All production integrations are controlled by environment variables. Copy .env.example to .env and fill in your values.
cp .env.example .env
# ── Model provider (OpenAI-compatible endpoint) ──────────────────────────────
OPENAI_API_KEY=$OPENAI_API_KEY
OPENAI_BASE_URL=https://api.openai.com/v1
OPENAI_MODEL=gpt-4o
# ── Observability backends ────────────────────────────────────────────────────
PROMETHEUS_URL=http://prometheus:9090
LOKI_URL=http://loki:3100
JAEGER_URL=http://jaeger:16686
# ── Deployment / execution backend ───────────────────────────────────────────
DEPLOY_BACKEND=custom_http # or: kubernetes, argocd
DEPLOY_API_URL=http://deploy-api/v1
DEPLOY_API_TOKEN=$DEPLOY_API_TOKEN
# ── Notification integrations ────────────────────────────────────────────────
FEISHU_APP_ID=$FEISHU_APP_ID
FEISHU_APP_SECRET=$FEISHU_APP_SECRET
WECOM_CORP_ID=$WECOM_CORP_ID
WECOM_AGENT_ID=$WECOM_AGENT_ID
WECOM_SECRET=$WECOM_SECRET
# ── Approval gate ────────────────────────────────────────────────────────────
APPROVAL_REQUIRED=true # set false for dry-run-only mode
APPROVAL_TIMEOUT_SECONDS=300
# ── Memory / persistence ─────────────────────────────────────────────────────
INCIDENT_MEMORY_BACKEND=sqlite # or: postgres, redis
INCIDENT_MEMORY_DSN=sqlite:///data/incident_memory.db
# ── Mock / demo fallback ─────────────────────────────────────────────────────
USE_MOCK_OBSERVABILITY=true # set false when real backends are reachable
Load the .env before running:
export $(cat .env | xargs)
uvicorn apps.runbook_api.main:app --reload
| Concept | Description |
|---|---|
| EvidenceStack | Structured context engine — organises alert, evidence, hypotheses, action plan, and final answer instead of dumping raw logs into the prompt. |
| IncidentMemory | Domain-specific memory provider — stores service profiles, team preferences, incident summaries, recurring root causes, and runbook skills. |
| Approval Gate | All write/destructive actions pass through: policy check → approval request → checkpoint → dry-run → controlled execution → recovery verification. |
| Runbook Skill | A reusable, machine-readable operational procedure generated from a successfully resolved incident. |
| Profile | profiles/runbook-hermes/ — the Hermes agent profile that wires together tools, memory, context engine, and persona for AIOps. |
import httpx
BASE = "http://localhost:8080"
# Create an incident manually
resp = httpx.post(f"{BASE}/api/incidents", json={
"service": "payment-service",
"severity": "critical",
"title": "HTTP 503 spike on /v1/charge",
"description": "Error rate exceeded 40% for 5 minutes",
"source": "api",
})
incident = resp.json()
incident_id = incident["id"]
print(f"Created incident: {incident_id}")

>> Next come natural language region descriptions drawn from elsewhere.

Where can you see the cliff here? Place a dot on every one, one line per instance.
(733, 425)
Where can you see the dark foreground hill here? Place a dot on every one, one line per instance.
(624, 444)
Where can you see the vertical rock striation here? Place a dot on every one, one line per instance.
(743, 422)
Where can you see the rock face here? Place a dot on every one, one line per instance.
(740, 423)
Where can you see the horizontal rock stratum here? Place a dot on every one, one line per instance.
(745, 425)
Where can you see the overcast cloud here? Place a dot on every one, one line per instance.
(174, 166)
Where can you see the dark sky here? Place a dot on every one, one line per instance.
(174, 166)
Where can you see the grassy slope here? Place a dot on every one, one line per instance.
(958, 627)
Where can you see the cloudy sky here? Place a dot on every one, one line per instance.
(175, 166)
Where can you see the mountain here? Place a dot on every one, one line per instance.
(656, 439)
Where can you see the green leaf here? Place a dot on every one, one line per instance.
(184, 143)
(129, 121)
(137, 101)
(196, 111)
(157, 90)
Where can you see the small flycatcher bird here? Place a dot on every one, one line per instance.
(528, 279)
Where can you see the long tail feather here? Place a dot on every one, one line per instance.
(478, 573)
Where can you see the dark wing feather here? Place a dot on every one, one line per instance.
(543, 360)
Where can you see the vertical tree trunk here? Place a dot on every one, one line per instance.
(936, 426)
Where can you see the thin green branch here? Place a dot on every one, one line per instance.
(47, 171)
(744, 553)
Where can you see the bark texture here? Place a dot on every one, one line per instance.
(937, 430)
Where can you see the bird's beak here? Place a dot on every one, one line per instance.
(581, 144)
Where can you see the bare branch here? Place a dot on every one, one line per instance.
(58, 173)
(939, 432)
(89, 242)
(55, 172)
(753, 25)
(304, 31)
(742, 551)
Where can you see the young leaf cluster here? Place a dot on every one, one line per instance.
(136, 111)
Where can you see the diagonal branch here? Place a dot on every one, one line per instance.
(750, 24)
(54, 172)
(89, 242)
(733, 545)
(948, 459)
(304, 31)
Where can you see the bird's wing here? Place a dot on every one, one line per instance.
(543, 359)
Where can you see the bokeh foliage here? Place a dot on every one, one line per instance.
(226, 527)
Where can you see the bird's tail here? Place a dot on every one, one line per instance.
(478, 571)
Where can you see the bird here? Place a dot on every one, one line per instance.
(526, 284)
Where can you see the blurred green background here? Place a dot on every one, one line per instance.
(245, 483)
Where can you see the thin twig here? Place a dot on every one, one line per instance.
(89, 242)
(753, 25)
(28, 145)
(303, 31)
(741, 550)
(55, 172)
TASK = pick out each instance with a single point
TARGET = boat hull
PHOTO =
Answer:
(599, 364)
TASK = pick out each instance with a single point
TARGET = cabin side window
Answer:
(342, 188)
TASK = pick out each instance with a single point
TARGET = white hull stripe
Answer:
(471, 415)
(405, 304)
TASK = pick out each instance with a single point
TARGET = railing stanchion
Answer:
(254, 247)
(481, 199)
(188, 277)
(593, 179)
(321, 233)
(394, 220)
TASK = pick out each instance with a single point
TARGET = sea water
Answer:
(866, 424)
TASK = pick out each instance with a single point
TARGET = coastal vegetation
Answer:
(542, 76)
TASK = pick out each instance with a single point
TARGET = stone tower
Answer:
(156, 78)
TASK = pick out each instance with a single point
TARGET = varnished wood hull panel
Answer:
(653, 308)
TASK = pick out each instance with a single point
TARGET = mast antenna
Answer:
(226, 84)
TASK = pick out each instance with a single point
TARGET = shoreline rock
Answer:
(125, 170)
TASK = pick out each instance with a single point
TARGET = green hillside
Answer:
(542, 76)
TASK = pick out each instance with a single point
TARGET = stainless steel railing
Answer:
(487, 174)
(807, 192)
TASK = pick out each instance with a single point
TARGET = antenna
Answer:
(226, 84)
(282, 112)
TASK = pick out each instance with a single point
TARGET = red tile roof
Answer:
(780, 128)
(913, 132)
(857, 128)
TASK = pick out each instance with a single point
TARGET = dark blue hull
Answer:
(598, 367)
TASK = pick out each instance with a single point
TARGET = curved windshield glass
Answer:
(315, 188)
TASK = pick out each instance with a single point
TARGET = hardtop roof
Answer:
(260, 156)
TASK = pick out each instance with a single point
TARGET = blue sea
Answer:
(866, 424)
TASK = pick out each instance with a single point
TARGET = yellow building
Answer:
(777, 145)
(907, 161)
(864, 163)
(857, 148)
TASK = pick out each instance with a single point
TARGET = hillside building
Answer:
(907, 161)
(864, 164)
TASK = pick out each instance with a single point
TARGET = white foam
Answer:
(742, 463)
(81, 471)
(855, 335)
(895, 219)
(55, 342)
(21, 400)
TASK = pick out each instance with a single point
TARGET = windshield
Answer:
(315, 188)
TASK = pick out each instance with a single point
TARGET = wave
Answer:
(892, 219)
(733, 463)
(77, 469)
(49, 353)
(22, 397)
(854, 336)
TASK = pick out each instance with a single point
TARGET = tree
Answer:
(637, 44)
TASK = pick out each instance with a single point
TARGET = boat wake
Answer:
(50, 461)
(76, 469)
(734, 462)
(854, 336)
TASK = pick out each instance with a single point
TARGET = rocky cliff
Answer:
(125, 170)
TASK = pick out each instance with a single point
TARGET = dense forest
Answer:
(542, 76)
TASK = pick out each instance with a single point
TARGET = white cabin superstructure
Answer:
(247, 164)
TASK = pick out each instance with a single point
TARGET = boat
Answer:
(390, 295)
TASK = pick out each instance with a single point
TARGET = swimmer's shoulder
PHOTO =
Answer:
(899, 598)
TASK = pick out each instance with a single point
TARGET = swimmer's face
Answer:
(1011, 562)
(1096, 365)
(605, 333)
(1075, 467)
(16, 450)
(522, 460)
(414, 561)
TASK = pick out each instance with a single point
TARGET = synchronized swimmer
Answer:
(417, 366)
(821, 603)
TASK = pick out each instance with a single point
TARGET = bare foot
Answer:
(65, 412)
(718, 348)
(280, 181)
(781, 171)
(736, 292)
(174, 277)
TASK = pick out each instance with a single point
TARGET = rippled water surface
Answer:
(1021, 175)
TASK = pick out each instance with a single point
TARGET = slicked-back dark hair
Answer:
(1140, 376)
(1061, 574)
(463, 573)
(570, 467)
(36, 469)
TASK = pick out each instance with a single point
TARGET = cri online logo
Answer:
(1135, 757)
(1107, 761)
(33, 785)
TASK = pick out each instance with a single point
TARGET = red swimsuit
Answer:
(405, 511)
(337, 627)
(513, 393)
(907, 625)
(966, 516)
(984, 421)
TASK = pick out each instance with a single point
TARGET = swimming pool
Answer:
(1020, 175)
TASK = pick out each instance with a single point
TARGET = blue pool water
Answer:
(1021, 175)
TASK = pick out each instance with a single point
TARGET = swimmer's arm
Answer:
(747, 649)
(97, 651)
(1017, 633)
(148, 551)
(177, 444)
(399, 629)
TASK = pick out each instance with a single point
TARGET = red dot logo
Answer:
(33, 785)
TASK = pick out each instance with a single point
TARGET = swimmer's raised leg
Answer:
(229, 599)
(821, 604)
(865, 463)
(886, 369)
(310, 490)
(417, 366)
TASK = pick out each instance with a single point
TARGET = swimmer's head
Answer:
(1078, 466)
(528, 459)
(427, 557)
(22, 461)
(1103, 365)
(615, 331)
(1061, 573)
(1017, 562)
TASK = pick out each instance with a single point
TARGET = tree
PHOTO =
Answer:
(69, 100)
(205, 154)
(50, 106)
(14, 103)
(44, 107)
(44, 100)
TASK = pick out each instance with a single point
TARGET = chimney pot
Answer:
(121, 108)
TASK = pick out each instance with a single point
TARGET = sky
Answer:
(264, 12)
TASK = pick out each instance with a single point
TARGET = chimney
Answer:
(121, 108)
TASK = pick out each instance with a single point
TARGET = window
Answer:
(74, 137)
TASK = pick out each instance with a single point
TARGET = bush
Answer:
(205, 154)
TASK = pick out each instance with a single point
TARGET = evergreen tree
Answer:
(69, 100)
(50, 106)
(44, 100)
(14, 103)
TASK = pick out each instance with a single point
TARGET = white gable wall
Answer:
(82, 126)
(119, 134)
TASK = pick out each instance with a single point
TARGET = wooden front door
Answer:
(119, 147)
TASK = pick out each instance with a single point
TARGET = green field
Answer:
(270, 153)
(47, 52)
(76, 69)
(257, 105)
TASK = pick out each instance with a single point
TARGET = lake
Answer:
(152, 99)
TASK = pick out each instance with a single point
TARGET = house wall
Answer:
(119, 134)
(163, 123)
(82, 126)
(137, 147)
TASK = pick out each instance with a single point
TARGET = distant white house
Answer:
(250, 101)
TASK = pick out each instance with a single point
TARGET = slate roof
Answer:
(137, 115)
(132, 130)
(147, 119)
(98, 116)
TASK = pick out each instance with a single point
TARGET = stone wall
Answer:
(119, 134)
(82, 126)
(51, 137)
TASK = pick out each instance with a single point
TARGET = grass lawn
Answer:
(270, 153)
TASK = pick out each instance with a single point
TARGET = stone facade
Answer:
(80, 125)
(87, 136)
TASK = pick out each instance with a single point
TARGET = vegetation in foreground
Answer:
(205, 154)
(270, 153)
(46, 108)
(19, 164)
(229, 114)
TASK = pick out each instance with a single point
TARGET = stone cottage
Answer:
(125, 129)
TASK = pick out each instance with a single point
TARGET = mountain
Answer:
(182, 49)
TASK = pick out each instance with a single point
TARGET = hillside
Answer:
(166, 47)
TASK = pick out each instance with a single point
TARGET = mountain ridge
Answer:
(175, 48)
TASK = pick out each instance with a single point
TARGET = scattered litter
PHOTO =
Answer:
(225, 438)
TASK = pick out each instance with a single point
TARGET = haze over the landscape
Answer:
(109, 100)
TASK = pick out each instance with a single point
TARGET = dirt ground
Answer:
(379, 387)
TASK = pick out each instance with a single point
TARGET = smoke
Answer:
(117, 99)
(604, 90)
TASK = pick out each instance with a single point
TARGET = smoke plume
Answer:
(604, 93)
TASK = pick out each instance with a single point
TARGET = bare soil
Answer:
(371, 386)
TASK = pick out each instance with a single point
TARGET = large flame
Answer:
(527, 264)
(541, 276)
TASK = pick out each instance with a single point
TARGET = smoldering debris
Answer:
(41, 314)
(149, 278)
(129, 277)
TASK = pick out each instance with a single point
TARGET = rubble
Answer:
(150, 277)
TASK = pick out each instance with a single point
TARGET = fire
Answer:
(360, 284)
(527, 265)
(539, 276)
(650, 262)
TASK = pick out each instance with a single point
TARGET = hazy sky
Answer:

# Fetch incident detail (evidence + root cause)
detail = httpx.get(f"{BASE}/api/incidents/{incident_id}").json()
print(detail["executive_summary"])
Configure Alertmanager to POST to the RunbookHermes gateway:
# alertmanager.yml
receivers:
- name: runbookhermes
webhook_configs:
- url: http://runbook-hermes:8080/gateway/alertmanager
send_resolved: true
# The gateway shells are registered automatically.
# Point your Feishu app "Event Subscription → Request URL" to:
# http://runbook-hermes:8080/gateway/feishu/event
# Point WeCom "Receive Messages URL" to:
# http://runbook-hermes:8080/gateway/wecom/event
from integrations.observability.prometheus import PrometheusAdapter
from integrations.observability.loki import LokiAdapter
from integrations.observability.trace import TraceAdapter
prom = PrometheusAdapter(base_url="http://prometheus:9090")
loki = LokiAdapter(base_url="http://loki:3100")
trace = TraceAdapter(base_url="http://jaeger:16686")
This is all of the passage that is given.